The UN Security Council has decided to increase the number of peacekeepers in Mali. The mission will help with a fragile peace process and counter-terrorism operations.
The 15-member UN Security Council on Wednesday voted unanimously to increase the UN peacekeeping mission in Mali by some 2,500 troops in a bid to bolster a fragile peace accord and counter Islamist militants.
The French resolution will bring the international presence from 11,240 to 13,289 UN peacekeepers and also raise the number of police officers from 1,440 to 1,920 personnel.
The resolution authorizes UN forces to "take all necessary means" to fulfill its mandate to support a peace accord in northern Mali that French Ambassador Francois Delattre said was "confronted with a resilient terrorist threat" from groups tied to Al-Qaeda and jihadists.
He added "highly-specialized European contingents in terms of special forces, in terms of intelligence" will aid the mission. Germany is set to up its contingent to 650 troops to provide reconnaissance and transport planes.

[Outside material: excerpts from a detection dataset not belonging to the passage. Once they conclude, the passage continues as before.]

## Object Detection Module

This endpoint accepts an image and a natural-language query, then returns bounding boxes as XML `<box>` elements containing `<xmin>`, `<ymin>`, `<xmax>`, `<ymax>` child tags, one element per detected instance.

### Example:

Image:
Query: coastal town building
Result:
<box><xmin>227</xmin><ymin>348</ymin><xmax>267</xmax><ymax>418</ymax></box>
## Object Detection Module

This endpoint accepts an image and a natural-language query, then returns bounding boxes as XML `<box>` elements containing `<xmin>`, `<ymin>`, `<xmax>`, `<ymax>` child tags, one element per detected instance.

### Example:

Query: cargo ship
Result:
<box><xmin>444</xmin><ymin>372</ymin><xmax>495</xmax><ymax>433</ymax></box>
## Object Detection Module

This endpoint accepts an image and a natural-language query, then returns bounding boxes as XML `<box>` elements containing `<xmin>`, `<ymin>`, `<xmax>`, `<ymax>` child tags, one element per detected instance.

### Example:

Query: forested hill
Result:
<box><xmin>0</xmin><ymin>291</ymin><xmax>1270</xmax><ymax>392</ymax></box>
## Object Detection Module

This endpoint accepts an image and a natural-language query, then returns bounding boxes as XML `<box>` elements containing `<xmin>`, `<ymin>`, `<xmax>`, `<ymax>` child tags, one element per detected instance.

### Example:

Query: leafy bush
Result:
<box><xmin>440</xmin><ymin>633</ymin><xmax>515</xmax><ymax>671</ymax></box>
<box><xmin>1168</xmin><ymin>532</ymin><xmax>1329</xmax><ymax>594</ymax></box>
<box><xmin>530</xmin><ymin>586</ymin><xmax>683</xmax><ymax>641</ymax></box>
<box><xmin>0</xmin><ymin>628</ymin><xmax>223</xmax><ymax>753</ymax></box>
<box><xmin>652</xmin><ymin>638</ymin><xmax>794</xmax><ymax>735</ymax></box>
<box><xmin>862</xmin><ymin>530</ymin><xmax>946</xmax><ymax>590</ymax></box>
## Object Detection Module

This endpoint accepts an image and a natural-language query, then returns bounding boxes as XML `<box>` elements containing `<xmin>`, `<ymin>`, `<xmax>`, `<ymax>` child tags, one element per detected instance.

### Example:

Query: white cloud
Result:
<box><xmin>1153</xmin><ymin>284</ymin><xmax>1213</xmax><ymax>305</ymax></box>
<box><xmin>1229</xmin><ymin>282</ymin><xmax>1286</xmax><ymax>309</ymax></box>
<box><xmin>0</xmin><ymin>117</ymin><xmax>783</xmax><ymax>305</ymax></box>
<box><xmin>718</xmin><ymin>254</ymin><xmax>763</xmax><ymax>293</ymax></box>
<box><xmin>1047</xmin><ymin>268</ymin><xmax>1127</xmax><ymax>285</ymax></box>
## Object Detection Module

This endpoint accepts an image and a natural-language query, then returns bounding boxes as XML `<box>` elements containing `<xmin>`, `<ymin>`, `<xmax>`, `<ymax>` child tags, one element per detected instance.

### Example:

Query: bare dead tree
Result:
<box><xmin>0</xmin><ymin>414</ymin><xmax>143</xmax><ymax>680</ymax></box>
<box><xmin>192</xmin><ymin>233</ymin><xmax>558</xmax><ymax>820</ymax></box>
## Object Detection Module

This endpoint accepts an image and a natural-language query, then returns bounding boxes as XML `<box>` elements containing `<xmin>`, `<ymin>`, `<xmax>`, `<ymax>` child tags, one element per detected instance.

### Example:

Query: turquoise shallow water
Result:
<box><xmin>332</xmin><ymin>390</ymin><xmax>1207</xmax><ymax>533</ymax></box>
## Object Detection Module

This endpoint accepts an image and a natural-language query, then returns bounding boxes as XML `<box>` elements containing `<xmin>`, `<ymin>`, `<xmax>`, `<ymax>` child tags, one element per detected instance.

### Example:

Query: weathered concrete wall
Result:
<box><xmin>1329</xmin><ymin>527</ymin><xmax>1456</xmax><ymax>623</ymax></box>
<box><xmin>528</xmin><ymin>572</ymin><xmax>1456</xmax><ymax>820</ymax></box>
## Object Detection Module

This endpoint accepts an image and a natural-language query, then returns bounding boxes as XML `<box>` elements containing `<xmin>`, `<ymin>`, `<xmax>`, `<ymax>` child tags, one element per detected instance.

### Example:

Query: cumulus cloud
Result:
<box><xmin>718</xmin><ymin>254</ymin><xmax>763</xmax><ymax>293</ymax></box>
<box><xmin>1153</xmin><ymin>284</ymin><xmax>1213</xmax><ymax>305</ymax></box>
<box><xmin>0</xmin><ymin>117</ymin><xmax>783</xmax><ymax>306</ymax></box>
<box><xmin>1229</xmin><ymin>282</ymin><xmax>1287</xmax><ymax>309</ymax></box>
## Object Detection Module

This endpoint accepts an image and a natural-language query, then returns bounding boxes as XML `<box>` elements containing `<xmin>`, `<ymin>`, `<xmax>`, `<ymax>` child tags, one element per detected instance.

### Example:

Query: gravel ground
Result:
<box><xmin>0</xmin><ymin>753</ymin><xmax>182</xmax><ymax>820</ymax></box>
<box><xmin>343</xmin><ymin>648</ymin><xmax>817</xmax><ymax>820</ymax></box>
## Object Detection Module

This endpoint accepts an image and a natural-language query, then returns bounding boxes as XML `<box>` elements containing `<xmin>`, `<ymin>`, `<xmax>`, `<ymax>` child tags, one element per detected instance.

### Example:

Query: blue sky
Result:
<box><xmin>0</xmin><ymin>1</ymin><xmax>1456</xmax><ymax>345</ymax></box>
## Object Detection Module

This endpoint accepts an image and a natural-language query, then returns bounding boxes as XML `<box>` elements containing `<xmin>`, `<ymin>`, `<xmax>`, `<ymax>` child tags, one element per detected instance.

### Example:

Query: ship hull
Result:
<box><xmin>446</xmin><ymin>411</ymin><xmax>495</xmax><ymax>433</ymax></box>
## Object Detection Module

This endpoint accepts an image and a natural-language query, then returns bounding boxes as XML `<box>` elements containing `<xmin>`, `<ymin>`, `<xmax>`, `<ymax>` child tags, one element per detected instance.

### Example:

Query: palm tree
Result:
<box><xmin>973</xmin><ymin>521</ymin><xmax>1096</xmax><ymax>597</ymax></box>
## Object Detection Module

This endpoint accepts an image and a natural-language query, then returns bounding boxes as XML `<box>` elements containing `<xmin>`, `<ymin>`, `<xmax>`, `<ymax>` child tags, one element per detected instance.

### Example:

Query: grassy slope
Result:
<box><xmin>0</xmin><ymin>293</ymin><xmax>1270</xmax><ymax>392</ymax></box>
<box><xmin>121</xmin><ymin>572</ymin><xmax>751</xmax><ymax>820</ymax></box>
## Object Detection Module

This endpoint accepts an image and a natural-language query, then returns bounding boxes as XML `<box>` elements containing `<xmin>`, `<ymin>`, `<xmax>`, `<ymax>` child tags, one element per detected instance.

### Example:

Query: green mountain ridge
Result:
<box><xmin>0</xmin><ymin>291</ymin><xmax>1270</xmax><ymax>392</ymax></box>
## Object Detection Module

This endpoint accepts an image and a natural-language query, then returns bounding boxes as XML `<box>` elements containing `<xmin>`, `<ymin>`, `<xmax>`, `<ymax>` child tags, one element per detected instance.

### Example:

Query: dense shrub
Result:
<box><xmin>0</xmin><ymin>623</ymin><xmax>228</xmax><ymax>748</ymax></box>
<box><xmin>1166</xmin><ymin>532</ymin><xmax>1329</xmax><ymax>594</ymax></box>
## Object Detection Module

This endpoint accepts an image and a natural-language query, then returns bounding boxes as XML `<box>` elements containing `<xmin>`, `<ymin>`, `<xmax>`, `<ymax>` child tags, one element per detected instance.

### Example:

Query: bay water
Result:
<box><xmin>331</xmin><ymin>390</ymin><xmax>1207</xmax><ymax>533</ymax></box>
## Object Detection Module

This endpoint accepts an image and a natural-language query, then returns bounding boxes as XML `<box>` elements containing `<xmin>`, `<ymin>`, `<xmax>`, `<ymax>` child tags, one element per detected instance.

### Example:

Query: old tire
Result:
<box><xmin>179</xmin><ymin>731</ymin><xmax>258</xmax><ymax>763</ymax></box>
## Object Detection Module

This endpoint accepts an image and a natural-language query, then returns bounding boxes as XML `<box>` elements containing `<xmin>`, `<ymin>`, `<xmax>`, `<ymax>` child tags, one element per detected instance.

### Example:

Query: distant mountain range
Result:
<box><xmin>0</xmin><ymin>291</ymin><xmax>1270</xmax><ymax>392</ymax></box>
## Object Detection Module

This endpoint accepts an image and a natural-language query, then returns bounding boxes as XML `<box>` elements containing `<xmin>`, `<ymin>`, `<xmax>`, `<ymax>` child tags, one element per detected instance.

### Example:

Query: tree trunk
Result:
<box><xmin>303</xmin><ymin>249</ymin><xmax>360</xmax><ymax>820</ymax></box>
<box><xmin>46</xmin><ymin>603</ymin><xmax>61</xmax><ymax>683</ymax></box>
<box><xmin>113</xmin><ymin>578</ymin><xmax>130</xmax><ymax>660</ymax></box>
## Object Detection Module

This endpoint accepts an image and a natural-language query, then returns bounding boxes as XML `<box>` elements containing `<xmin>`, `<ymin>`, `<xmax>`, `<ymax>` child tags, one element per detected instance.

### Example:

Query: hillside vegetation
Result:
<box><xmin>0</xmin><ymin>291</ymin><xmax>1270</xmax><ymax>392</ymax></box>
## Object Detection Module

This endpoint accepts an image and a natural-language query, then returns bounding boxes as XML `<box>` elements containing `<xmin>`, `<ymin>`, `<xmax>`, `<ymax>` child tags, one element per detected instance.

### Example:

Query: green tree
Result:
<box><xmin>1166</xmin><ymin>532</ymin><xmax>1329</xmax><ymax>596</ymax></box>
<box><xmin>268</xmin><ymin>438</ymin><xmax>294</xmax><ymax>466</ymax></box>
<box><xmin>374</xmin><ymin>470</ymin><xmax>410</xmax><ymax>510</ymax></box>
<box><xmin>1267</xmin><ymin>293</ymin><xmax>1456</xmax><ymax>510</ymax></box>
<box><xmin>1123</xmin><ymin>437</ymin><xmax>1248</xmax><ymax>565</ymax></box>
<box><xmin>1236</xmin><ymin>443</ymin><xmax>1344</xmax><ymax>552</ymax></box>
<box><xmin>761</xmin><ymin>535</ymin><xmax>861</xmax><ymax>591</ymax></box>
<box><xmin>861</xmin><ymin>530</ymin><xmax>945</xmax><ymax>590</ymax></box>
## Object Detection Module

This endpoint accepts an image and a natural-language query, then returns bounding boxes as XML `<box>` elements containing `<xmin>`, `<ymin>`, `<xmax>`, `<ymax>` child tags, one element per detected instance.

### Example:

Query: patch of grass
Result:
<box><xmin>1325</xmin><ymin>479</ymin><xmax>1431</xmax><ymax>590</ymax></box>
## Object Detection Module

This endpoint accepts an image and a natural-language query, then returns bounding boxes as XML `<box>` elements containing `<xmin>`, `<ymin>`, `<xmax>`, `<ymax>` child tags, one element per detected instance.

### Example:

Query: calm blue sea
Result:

Mali descended into a spiral of instability in early 2012, when ethnic Tuareg rebels look advantage of a power vacuum left by a military coup in the capital Bamako to take over northern Mali in a bid for independence.
But the rebellion for Tuareg autonomy was quickly highjacked by Islamist militants, including al-Qaeda aligned groups, who were strengthen by a flood of arms and instability following the international intervention that helped oust Libyan strongman Muammar Qaddafi.
The jihadist advances led former colonial power France to intervene in January 2013 and largely push back jihadists. The UN then deployed a peacekeeping mission in July 2013 to help advance a peace process between the Mali government and Tuareg rebels, which have also fought against the jihadists.
France also has a larger counterterrorism force in Mali and the Sahel composed of some 3,000 elite troops that can provide support to the UN mission.
Al-Qaeda aligned groups, which are not a party to the peace accords, continue to carry out attacks on UN forces, making the mission the most dangerous for the blue helmets. According to the UN, 101 peacekeepers have been killed since the mission deployed.
Al-Qaeda affiliated militants in the past year have carried out a number of prominent terrorist attacks, including on a resort in Ivory Coast and hotels in Bamako and Burkina Faso.